Cisco/IronPort: amateur security threats are a thing of the past
December 6, 2007
Cisco and IronPort's latest security report identifies that security incidents are getting worse.
According to chairman and CEO John Chambers, you cannot predict when and where spam attacks will happen, therefore "you'll have to understand the how". To do that will require the type of integrated protection and security management solutions that are starting to evolve from the remaining pure-play security companies.

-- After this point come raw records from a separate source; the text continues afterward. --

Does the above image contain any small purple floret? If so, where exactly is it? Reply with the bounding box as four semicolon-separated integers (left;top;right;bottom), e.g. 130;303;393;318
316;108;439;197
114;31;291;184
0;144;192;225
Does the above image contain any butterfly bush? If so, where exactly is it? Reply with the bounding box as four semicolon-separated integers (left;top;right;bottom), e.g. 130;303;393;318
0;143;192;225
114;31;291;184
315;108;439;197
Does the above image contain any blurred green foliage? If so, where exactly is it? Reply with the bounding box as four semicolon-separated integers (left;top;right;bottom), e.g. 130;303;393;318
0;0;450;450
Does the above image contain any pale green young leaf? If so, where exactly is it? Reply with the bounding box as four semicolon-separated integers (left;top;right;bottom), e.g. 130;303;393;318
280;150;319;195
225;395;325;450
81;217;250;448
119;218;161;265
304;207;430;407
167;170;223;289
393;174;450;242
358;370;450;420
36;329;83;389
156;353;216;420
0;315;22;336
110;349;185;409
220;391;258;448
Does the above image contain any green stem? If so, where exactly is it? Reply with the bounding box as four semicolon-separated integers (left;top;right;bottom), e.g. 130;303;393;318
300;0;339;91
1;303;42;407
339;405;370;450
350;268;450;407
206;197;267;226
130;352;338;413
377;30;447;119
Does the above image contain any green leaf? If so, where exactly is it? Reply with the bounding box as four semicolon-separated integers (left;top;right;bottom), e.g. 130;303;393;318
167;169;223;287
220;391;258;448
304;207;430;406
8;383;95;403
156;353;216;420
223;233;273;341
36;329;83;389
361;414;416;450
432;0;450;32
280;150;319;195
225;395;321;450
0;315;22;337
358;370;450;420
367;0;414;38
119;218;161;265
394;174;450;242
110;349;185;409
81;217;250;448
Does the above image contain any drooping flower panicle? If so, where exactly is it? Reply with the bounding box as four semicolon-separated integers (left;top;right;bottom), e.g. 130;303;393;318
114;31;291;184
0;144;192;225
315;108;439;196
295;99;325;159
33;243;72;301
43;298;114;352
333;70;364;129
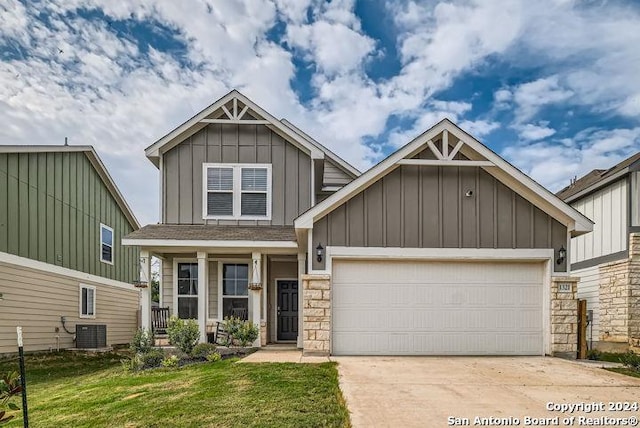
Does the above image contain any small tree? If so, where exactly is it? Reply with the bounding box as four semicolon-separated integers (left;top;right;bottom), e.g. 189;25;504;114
0;372;22;425
167;315;200;355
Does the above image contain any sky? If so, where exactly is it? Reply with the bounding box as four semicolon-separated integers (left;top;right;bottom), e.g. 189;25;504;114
0;0;640;224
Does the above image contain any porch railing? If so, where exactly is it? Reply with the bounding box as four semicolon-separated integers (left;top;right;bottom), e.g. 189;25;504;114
151;308;169;334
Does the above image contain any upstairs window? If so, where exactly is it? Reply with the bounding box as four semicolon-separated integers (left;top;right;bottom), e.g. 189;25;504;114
100;223;113;264
203;164;271;220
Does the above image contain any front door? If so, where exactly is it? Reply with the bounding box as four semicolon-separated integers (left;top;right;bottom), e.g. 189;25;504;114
276;279;298;340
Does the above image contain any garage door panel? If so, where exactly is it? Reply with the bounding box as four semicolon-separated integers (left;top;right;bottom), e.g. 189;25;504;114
332;261;543;355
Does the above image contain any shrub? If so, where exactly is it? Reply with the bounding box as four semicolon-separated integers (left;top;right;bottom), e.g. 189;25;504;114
207;352;222;363
140;348;164;369
620;351;640;371
191;343;216;360
167;315;200;355
129;328;155;354
224;317;260;347
162;355;180;368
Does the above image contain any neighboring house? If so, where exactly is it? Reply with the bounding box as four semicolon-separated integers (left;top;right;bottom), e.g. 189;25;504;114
0;145;140;354
123;91;592;355
557;153;640;350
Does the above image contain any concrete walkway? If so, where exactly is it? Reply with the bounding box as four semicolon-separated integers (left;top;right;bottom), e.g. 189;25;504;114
332;357;640;427
238;346;330;363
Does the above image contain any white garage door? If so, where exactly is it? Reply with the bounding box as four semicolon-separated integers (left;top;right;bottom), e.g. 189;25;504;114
332;260;543;355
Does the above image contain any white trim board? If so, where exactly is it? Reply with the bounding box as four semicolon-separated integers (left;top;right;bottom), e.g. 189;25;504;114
295;119;593;236
0;251;137;291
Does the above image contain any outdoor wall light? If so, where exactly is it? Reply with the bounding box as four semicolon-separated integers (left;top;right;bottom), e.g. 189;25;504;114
556;245;567;265
316;243;324;263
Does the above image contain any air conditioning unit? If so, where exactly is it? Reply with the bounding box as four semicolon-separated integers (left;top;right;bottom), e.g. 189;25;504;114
76;324;107;349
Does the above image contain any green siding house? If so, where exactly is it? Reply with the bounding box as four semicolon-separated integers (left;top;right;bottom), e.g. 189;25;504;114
0;146;139;354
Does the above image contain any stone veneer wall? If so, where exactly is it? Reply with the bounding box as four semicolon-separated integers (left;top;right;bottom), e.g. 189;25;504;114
302;275;331;355
599;233;640;346
551;277;580;358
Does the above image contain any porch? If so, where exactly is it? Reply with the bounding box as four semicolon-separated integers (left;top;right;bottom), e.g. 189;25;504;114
141;247;306;348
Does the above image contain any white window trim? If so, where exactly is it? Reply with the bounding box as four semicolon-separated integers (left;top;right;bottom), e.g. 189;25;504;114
202;163;273;220
98;223;116;266
78;284;98;319
218;259;252;321
171;258;200;321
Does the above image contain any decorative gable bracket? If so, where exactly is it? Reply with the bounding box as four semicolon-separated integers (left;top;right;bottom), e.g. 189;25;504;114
397;129;496;167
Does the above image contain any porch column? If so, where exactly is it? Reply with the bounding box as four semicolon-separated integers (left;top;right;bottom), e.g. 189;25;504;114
249;252;262;347
139;250;151;330
297;253;306;349
198;251;208;343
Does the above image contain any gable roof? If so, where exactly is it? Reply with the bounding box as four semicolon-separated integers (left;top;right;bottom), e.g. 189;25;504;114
145;89;360;176
295;119;593;236
0;145;140;230
556;152;640;202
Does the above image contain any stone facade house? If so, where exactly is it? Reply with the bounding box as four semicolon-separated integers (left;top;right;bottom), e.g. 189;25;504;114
124;91;592;356
557;153;640;350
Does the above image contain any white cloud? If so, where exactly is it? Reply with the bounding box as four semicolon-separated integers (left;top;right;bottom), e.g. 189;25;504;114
0;0;640;227
502;128;640;191
513;76;573;122
287;21;375;75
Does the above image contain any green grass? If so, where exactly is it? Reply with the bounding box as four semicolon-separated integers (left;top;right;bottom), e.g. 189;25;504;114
0;353;349;427
605;367;640;377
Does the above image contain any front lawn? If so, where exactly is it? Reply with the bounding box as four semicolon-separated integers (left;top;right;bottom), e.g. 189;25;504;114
0;353;349;427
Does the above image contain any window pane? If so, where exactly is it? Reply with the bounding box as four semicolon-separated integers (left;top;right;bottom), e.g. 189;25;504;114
222;297;249;320
178;297;198;319
102;244;113;262
240;193;267;216
102;226;113;246
207;168;233;190
242;168;267;192
222;279;236;296
178;263;198;279
207;193;233;215
236;264;249;281
222;264;237;279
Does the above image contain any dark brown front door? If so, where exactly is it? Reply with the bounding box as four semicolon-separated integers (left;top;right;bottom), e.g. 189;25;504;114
277;280;298;340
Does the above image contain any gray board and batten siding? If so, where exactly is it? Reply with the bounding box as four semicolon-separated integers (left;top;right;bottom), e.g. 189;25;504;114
313;165;567;272
0;152;139;283
162;124;311;226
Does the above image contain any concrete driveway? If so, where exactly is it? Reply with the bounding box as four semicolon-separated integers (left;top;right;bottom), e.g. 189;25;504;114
331;357;640;427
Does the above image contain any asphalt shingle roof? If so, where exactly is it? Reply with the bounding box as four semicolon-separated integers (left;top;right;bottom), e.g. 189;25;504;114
556;153;640;200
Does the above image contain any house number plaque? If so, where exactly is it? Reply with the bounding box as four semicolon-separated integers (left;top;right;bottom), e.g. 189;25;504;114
558;282;571;293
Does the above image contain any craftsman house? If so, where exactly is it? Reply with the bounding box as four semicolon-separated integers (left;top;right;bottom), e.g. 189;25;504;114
123;91;592;355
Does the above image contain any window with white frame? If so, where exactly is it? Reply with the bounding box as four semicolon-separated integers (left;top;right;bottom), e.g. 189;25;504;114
100;223;113;264
80;284;96;318
202;164;271;220
222;263;249;320
177;263;198;319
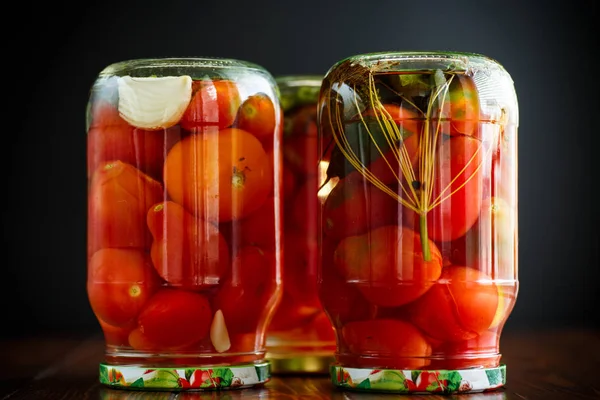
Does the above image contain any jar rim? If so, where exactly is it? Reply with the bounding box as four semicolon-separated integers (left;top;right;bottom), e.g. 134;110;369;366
275;74;324;87
327;50;506;75
100;57;267;76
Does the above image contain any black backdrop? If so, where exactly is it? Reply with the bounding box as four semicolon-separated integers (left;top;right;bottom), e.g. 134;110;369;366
0;0;600;336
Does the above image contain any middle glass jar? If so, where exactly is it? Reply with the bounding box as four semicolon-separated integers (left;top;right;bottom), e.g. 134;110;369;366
87;58;282;390
267;75;335;374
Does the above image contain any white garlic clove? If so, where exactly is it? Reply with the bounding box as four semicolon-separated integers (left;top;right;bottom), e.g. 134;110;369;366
210;310;231;353
118;75;192;129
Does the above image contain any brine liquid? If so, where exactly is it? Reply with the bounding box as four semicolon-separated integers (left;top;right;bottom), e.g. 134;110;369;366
318;64;518;369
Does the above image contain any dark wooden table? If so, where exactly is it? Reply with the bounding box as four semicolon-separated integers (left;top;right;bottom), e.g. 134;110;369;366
0;330;600;400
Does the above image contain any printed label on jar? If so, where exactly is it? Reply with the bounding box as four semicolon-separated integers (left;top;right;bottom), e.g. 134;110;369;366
330;365;506;394
100;363;271;391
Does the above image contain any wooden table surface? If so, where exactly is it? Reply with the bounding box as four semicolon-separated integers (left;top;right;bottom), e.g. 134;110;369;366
0;330;600;400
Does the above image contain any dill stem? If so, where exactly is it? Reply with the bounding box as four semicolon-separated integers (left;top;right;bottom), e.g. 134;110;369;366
419;212;431;261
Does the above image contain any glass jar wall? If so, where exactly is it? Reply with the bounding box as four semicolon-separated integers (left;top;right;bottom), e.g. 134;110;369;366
267;75;335;374
87;58;282;390
318;52;518;393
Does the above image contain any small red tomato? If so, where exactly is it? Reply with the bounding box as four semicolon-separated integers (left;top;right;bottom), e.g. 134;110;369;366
407;265;498;341
450;197;517;280
316;239;377;329
88;161;163;256
238;197;281;250
213;246;280;333
87;100;181;179
147;201;230;290
138;288;212;348
179;80;241;131
430;331;500;369
342;319;431;369
87;249;160;327
334;225;442;307
322;172;402;241
237;93;277;141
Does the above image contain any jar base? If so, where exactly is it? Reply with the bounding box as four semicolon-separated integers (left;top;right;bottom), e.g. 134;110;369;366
99;361;271;391
330;364;506;394
266;351;335;375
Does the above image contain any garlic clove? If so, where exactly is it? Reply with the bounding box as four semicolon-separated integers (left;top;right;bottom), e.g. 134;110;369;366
210;310;231;353
118;75;192;129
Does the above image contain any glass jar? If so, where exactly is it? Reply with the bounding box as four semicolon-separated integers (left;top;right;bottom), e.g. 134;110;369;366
87;58;282;390
267;75;335;374
318;52;518;393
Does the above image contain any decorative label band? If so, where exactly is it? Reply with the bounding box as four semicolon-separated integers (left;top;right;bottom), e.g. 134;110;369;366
100;362;271;391
330;365;506;394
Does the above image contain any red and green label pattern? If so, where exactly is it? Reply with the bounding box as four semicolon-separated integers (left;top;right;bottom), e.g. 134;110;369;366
100;363;271;391
331;365;506;394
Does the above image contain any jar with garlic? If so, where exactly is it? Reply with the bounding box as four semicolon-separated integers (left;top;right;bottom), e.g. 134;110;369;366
86;58;282;391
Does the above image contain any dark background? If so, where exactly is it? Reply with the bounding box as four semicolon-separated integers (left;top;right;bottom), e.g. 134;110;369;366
0;0;600;336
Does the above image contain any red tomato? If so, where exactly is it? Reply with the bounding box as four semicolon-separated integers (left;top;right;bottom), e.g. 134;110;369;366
322;172;402;241
405;136;484;242
448;75;479;136
138;288;212;348
450;197;517;280
409;265;498;341
283;230;320;308
430;331;500;369
87;249;160;327
342;319;431;369
87;101;181;179
179;80;241;130
147;201;230;289
164;128;274;223
88;161;163;256
318;239;377;329
334;225;442;307
237;93;277;141
213;246;280;333
285;178;319;239
238;197;281;250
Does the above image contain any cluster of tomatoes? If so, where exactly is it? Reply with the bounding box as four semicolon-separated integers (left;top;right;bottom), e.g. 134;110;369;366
320;73;516;369
269;99;335;346
87;79;281;353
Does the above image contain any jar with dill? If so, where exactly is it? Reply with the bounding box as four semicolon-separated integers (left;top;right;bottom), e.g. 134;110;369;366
318;52;518;393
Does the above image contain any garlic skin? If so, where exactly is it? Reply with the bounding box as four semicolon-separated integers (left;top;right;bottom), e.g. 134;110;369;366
118;75;192;129
210;310;231;353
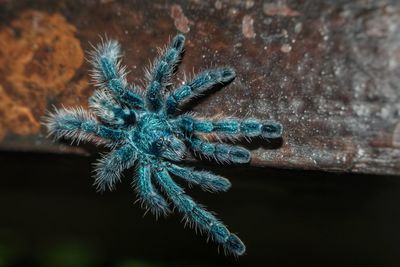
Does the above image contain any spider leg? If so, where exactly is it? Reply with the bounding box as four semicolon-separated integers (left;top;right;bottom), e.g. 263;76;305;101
94;144;138;191
146;34;185;111
89;90;136;127
177;115;283;138
165;68;236;115
46;108;124;143
154;169;246;255
167;164;231;192
90;40;144;108
134;161;170;217
188;136;251;163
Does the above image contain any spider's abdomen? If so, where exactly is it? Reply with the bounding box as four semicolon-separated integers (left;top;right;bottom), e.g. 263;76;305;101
130;114;186;161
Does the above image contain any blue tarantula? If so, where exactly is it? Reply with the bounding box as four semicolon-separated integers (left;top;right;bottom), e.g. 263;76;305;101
46;35;282;255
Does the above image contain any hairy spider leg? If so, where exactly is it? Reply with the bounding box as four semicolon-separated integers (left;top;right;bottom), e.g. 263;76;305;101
133;160;171;217
94;144;138;191
188;136;251;163
89;90;136;127
46;108;124;146
146;34;185;111
177;115;283;139
166;163;231;192
154;169;246;255
90;40;144;108
165;68;236;115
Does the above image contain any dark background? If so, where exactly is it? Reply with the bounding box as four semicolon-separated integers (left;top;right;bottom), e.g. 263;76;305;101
0;152;400;267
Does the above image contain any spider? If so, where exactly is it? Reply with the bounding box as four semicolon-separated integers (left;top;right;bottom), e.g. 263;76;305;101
45;34;282;255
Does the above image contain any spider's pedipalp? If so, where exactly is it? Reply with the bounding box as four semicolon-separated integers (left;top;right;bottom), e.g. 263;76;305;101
167;164;231;192
94;144;138;191
188;136;251;163
133;162;171;217
45;108;124;146
154;170;246;256
177;115;283;139
146;34;185;111
165;68;236;115
89;40;144;108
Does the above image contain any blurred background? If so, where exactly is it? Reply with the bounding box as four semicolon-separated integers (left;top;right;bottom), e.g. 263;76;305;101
0;0;400;267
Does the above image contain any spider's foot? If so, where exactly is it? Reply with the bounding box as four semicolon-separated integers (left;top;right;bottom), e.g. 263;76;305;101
225;234;246;256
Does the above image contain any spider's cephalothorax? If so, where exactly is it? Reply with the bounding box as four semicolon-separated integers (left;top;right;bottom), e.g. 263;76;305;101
46;35;282;255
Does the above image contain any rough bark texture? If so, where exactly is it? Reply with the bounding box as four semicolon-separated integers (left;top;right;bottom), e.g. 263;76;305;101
0;0;400;174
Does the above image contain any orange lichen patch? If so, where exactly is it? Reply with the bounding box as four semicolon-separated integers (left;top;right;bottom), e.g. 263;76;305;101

The Cisco and IronPort trends report identifies that "amateur hour is over". The overall movement in malware shows that a larger number of more targeted, stealthy, and sophisticated attacks are evolving. During 2007, spam volumes increased 100% to more than 120 billion messages daily. To quote IronPort, that represents about 20 spam messages per day for every person on the planet. Spam has evolved to become more targeted and dangerous this year, and according to the company, 83% of spam contained a potentially dangerous URL link.
The future drift is towards the blending of different malware techniques, the so-called "self-defending bot network" has arrived, Storm Trojan is said to be one of the most sophisticated botnets ever observed, and IronPort believes that the level of quality and technical sophistication shows that the latest set of threats are being developed by professional engineers. Viruses no longer make headlines, but the writers have not gone away; they have evolved their techniques to deliver more sophisticated attack models.
The key findings from IronPort for 2008 were, unsurprisingly, that spam volumes will grow without limit; the use of blended attack techniques will continue; and malware will remain the "silent killer". Therefore, what the business community now needs is a better prepared, more integrated security industry; an industry that uses the skills of its leading solutions providers within an infrastructure that rewards consistency, quality, and innovation. Integrated protection and innovation is what will drive the sector forward. Malware may continue to be the "silent killer" of enterprise systems, but in the past it has been a lack of forethought and post-acquisition lethargy that has been the silent killer of many good quality security companies.